Failing on a simple example for to_hdf5

cyrilpic · May 22, 2024, 2:17am

Hi everyone,

I have been using dask.bags for years, but thought I would give dask.array a try. I came up with what I believe was a very simple example, and yet I get an expected “TypeError: h5py objects cannot be pickled” error.

Basically, I’m trying to generate some random numbers, calculate stuff in a distributed way and then store the results in a HDF5 file.

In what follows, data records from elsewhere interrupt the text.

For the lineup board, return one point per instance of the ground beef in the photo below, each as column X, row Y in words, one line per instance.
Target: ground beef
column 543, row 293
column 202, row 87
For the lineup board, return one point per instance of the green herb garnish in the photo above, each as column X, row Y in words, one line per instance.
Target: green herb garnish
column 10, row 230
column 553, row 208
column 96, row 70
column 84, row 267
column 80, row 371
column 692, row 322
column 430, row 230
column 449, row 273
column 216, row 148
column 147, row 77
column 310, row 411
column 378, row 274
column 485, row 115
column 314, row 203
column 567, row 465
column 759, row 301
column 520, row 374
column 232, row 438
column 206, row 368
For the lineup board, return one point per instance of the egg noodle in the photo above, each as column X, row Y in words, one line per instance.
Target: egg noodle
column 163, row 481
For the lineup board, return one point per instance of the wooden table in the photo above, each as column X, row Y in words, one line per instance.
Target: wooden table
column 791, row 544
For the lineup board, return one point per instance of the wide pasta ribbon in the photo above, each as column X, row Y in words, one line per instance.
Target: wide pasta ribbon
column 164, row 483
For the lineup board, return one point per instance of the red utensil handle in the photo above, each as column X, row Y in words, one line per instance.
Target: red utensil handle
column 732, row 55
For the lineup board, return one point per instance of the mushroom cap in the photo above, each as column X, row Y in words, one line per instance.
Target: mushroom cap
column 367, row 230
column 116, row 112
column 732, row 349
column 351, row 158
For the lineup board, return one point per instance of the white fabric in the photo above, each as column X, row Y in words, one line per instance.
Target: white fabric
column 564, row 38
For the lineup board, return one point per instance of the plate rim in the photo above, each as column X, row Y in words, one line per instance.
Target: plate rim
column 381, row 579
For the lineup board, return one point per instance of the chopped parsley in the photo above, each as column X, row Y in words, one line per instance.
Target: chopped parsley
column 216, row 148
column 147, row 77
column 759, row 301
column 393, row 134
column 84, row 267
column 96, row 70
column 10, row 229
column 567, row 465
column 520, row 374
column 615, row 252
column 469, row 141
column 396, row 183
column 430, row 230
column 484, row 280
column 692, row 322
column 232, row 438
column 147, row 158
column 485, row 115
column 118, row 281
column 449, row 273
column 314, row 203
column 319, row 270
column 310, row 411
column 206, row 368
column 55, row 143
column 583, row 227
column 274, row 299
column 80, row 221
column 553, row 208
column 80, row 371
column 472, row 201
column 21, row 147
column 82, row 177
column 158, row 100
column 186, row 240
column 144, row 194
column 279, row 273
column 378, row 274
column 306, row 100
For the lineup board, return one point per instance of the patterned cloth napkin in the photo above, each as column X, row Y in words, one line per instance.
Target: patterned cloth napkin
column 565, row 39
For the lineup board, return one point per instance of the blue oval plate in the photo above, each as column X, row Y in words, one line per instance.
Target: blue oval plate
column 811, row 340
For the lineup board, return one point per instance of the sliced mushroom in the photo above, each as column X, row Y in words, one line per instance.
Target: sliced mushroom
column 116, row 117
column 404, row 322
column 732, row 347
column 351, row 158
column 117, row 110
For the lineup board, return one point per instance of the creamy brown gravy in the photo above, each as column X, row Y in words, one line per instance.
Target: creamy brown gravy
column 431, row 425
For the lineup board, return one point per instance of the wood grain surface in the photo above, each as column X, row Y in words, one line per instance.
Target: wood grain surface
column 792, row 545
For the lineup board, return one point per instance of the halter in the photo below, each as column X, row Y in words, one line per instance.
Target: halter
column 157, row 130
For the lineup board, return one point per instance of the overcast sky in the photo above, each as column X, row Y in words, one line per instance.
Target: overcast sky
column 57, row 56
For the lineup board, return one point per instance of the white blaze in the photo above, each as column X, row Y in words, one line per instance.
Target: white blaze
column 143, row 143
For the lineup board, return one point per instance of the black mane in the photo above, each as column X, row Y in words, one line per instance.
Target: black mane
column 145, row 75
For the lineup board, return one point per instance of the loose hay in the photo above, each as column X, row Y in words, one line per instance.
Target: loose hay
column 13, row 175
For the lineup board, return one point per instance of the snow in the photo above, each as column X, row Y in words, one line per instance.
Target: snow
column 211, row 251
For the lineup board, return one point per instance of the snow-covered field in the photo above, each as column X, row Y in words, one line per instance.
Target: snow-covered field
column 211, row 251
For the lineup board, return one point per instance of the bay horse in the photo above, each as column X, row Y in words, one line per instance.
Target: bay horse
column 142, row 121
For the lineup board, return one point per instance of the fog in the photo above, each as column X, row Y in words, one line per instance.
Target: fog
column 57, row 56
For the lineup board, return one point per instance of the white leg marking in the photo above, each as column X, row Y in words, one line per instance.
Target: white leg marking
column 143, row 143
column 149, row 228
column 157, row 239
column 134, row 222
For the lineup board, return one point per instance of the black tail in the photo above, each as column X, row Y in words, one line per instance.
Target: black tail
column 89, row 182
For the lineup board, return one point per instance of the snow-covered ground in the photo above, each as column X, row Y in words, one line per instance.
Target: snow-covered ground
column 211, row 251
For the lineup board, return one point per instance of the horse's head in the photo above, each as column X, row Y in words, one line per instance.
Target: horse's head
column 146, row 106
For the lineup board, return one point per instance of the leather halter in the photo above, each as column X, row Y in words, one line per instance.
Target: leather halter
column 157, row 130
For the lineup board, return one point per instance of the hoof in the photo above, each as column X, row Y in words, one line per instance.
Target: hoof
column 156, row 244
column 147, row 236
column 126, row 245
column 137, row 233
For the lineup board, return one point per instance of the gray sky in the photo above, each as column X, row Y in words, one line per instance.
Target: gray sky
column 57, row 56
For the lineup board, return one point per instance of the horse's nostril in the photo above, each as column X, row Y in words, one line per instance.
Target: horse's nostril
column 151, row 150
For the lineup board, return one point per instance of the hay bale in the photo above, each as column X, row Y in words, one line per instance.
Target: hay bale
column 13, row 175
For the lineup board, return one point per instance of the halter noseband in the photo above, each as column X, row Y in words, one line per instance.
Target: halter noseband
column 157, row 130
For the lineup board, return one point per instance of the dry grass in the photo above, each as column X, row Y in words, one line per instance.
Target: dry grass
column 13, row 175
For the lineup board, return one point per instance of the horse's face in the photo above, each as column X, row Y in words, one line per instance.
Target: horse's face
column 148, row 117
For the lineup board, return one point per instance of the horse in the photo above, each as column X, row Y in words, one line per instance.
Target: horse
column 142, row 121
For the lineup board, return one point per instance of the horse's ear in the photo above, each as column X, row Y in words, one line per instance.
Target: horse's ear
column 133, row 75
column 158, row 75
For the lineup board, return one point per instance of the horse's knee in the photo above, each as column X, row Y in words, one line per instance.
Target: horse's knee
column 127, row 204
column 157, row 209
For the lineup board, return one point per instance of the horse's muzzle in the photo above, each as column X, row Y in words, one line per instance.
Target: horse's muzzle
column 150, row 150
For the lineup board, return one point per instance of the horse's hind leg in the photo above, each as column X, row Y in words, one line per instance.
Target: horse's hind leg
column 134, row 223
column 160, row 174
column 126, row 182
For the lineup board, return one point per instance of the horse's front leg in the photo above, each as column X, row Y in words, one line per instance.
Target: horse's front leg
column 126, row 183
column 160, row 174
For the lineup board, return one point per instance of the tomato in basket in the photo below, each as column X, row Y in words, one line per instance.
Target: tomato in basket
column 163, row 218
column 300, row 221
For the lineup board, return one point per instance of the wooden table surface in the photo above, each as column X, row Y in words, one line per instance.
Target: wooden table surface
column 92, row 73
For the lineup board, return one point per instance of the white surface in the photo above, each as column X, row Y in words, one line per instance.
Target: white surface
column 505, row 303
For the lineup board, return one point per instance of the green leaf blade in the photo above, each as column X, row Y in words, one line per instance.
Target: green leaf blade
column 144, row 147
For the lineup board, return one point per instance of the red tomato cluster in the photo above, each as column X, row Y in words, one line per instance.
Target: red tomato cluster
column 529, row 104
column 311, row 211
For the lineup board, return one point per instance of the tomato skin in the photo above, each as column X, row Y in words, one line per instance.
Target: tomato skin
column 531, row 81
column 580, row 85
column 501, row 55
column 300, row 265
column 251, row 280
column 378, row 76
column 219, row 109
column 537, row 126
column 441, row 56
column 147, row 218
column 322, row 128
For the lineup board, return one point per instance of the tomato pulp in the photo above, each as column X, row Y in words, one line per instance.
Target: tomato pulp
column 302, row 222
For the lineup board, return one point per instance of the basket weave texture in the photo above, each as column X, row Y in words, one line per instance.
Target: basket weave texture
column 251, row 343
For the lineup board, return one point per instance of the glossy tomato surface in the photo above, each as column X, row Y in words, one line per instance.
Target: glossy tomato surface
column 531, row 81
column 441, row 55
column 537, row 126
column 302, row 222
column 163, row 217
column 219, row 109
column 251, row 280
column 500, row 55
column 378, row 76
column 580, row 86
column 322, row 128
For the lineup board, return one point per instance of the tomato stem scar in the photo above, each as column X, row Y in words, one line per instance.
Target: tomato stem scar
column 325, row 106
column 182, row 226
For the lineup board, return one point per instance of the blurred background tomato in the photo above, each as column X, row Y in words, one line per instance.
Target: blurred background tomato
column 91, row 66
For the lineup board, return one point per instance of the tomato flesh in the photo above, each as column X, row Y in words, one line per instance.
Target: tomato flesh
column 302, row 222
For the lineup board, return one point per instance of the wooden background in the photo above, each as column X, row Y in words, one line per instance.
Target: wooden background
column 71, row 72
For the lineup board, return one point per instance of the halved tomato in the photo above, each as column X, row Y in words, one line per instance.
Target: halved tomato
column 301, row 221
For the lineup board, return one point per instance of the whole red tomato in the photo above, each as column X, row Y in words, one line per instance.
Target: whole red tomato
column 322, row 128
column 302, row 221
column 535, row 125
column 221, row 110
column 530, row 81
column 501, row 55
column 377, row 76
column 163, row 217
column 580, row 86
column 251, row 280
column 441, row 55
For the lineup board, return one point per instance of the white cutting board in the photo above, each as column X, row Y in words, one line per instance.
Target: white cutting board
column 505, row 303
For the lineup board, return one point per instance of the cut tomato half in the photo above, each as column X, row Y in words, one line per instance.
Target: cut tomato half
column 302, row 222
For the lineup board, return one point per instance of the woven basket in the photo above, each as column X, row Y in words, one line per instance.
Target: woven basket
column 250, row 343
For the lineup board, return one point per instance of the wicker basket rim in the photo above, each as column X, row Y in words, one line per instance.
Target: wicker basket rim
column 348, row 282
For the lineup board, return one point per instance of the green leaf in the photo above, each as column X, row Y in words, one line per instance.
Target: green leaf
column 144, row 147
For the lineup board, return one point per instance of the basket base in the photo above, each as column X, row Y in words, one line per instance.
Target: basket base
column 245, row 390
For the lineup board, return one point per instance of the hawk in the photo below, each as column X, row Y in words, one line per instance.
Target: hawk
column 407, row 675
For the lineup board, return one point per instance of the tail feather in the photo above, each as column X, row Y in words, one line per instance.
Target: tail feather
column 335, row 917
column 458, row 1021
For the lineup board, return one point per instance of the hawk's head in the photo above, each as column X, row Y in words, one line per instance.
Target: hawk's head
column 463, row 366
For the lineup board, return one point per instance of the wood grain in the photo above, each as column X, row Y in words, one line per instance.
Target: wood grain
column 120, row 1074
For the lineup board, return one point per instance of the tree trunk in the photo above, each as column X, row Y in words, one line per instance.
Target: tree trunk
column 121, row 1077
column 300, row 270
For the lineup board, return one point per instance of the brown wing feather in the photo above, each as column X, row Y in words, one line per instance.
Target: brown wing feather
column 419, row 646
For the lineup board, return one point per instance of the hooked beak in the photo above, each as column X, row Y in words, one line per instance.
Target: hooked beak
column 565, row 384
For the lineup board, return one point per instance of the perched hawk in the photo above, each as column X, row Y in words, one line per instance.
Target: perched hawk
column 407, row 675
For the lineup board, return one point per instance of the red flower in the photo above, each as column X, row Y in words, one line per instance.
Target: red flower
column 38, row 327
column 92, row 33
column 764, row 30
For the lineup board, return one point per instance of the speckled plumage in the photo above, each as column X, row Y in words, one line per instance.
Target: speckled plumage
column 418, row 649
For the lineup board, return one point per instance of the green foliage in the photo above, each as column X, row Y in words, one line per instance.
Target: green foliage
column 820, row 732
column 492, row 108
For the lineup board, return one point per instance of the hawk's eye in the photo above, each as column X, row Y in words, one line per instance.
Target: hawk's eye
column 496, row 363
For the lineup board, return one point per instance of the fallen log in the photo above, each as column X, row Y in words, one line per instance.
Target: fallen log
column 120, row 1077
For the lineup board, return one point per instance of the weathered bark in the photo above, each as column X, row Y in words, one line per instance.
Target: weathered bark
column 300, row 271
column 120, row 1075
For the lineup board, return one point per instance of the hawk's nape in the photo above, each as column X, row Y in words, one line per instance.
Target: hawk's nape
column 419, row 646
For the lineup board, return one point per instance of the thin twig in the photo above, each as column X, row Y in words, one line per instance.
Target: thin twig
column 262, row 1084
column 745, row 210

Here is a minimal example that reproduces the issue.


from dask.distributed import Client
from dask.distributed import LocalCluster
import dask.array as da


def main():
    repeats = 3
    N = 1000

    with LocalCluster() as cluster:
        with Client(cluster) as client:
            print(client)
            print(client.scheduler_info())
            print(client.dashboard_link)

            rng = da.random.default_rng()
            omT = (
                da.array([7000.0, 1900.0])
                * rng.random((repeats * N, 2), chunks=(100, 2))
            ).round(1)
            theta = rng.random((N, 2, 10), chunks=(100, 2, 10))
            theta[:, 1, :] = (1 - theta[:, 0, :]) * theta[:, 1, :]
            theta = theta.round(4).reshape(N, -1)
            # Do more stuff

            da.to_hdf5("inputs.hdf5", {"/omT": omT, "/theta": theta})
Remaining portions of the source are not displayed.